Quantifiers in regular expressions (like * and +) are greedy by default, meaning that they match as much text as possible before allowing the next portion of the regular expression to evaluate. This can have some surprising effects both in text matching and in performance. For instance, consider the following regular expression:
```
This is a .+ story
```
Now, consider this input:
```
This is a fun and exciting story but maybe not the story you expect.
```
The expression will match the text "This is a fun and exciting story but maybe not the story". If you were expecting it to only match "This is a fun and exciting story", this reveals why greedy quantifiers can be troublesome.

Not only can greedy quantifiers unexpectedly cause too much text to be matched, they can also cause performance problems. Imagine if the input was something like "This is a fun and exciting story" followed by dozens (or even hundreds) of megabytes of more text, followed by the word "story". The above regular expression would match the entire input. If the input is large enough, it can cause problems both in memory consumption due to keeping a copy of such a large segment of the input in memory as well as CPU performance problems unnecessarily searching through large input.

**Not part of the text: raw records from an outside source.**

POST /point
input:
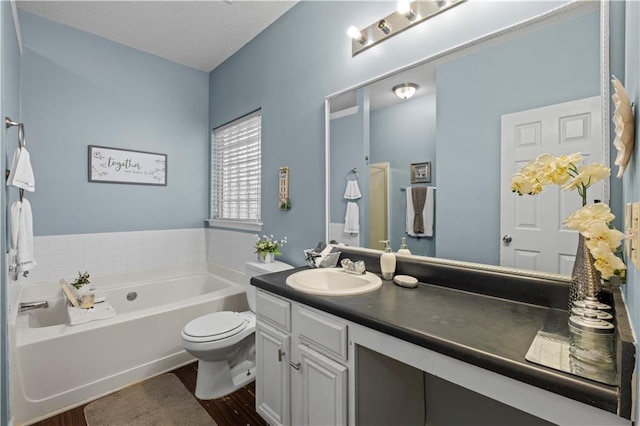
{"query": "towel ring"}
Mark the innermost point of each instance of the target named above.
(10, 123)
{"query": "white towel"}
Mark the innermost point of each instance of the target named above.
(22, 234)
(352, 191)
(101, 310)
(427, 214)
(352, 218)
(21, 173)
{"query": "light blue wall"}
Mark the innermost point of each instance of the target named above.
(80, 90)
(402, 134)
(346, 154)
(481, 87)
(631, 178)
(290, 68)
(10, 106)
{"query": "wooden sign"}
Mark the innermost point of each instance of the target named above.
(115, 165)
(283, 189)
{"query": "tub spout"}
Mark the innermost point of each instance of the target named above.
(28, 306)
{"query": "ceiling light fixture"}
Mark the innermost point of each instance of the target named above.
(404, 8)
(356, 34)
(405, 90)
(408, 14)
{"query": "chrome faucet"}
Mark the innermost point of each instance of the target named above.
(28, 306)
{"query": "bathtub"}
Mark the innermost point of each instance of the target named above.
(56, 366)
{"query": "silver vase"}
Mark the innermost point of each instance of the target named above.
(585, 278)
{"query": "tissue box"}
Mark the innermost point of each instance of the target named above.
(329, 261)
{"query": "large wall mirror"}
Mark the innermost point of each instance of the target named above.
(453, 128)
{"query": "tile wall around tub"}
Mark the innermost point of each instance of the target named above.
(229, 248)
(62, 256)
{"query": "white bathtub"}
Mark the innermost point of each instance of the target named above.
(56, 366)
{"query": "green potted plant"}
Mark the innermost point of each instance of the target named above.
(267, 248)
(82, 283)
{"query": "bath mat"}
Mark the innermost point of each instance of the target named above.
(161, 400)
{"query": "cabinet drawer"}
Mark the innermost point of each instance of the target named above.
(324, 333)
(274, 309)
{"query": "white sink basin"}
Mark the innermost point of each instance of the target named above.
(333, 282)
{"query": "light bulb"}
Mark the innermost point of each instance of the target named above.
(356, 34)
(405, 90)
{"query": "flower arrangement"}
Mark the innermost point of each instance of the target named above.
(593, 221)
(267, 244)
(82, 280)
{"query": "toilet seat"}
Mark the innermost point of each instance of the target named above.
(215, 326)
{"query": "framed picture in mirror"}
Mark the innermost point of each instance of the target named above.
(420, 172)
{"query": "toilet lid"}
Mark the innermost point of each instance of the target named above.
(216, 326)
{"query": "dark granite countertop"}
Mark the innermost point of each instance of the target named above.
(486, 331)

You can change the behavior of the above regular expression significantly by using a lazy quantifier. Lazy quantifiers match as little as possible before deferring control to later portions of the regular expression. You can change the behavior of a quantifier to lazy by following it with a question mark symbol. For instance, * is greedy, but *? is lazy.

If you modify your expression above to use a lazy quantifier:
```
This is a .+? story
```
This will match only "This is a fun and exciting story" from the example above, eliminating not only the unexpectedly large match, but also many potential performance issues.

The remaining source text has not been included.